The present invention is directed generally at controlling well head blow outs, and specifically to a rotating pressure control head having a rapid engagement mechanism and a replaceable and predictably deformable sealing element.
When the hydrostatic weight of the column of mud in a well bore is less than the formation pressure, the potential for a blowout exists. A blowout occurs when the formation expels hydrocarbons into the well bore. The expulsion of hydrocarbons into the well bore dramatically increases the pressure within a section of the well bore. The increase in pressure sends a pressure wave up the well bore to the surface. The pressure wave can damage the equipment that maintains the pressure within the well bore. In addition to the pressure wave, the hydrocarbons travel up the well bore because the hydrocarbons are less dense than the mud. If the hydrocarbons reach the surface and exit the well bore through the damaged surface equipment, there is a high probability that the hydrocarbons will be ignited by the drilling or production equipment operating at the surface. The ignition of the hydrocarbons produces an explosion and/or fire that is dangerous for the drilling operators. In order to minimize the risk of blowouts, drilling rigs are required to employ a plurality of different blowout preventers (BOPs), such as a rotating BOP, an annular BOP, a pipe ram, and a blind ram. Persons of ordinary skill in the art are aware of other types of BOPs. The various BOPs are positioned on top of one another, along with any other necessary surface connections such as nitrogen injection. The stack of BOPs and surface connections is called the BOP stack. A typical BOP stack is illustrated in FIG. 1.

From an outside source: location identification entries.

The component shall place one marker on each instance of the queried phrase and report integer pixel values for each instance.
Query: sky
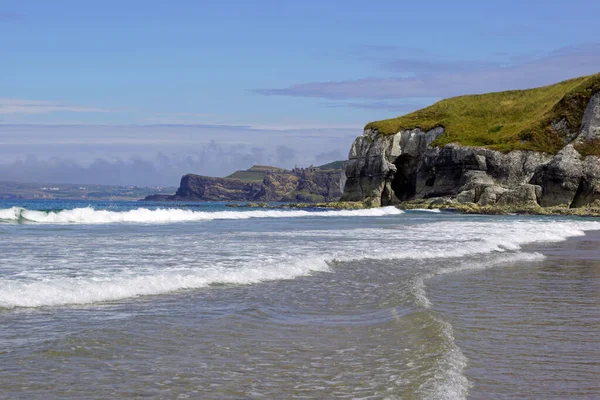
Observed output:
(141, 92)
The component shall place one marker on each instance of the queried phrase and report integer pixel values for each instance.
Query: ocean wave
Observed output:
(94, 289)
(89, 215)
(418, 285)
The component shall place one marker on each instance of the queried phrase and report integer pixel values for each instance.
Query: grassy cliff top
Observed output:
(505, 121)
(257, 173)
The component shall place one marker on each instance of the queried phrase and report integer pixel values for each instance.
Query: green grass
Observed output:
(505, 121)
(256, 173)
(332, 165)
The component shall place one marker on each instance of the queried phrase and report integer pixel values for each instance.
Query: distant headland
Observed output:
(262, 183)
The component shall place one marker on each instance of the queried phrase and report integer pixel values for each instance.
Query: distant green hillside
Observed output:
(332, 165)
(505, 121)
(257, 173)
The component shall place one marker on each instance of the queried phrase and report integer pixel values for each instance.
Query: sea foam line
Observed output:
(89, 215)
(94, 289)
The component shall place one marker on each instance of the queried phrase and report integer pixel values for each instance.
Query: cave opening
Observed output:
(404, 183)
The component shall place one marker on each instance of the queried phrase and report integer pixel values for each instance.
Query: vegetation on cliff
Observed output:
(506, 121)
(256, 173)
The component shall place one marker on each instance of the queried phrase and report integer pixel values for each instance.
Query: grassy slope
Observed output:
(505, 121)
(257, 173)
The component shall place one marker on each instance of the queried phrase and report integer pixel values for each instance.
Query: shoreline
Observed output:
(443, 204)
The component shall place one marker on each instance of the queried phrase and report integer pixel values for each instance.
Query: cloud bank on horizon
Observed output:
(154, 91)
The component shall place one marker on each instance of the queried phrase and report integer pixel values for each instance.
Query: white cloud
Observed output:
(20, 106)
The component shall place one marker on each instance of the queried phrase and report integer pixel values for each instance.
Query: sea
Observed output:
(128, 300)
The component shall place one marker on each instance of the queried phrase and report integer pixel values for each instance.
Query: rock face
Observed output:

One of the devices in the BOP stack is a rotating BOP. The rotating BOP is located at the top of the BOP stack and is part of the pressure boundary between the well bore pressure and atmospheric pressure. The rotating BOP creates the pressure boundary by employing a ring-shaped rubber or urethane sealing element that squeezes against the drill pipe, tubing, casing, or other cylindrical members (hereinafter, drill pipe). The sealing element allows the drill pipe to be inserted into and removed from the well bore while maintaining the pressure differential between the well bore pressure and atmospheric pressure. The sealing element may be shaped such that the sealing element uses the well bore pressure to squeeze the drill pipe or other cylindrical member. However, most rotating BOPs utilize some type of mechanism, typically hydraulic fluid, to apply additional pressure to the outside of the sealing element. The additional pressure on the sealing element allows the rotating BOP to be used for higher well bore pressures.
Prior art rotating BOPs have several drawbacks. One of the drawbacks is that the rotation of the drill pipe wears out the sealing element. The passage of pipe joints, down hole tools, and drill bits through the rotating BOP causes the sealing element to expand and contract repeatedly, which also causes the sealing element to become worn. When the sealing element becomes sufficiently worn, it must be replaced. Replacement of the sealing element can only occur when the drilling operations are stopped. Repeated stoppages in the drilling operations lower productivity because the well takes longer to drill. Increased longevity of the sealing element would result in fewer replacements and, thus, less down time and increased productivity. Therefore, a need exists for a rotating BOP with a sealing element having increased longevity.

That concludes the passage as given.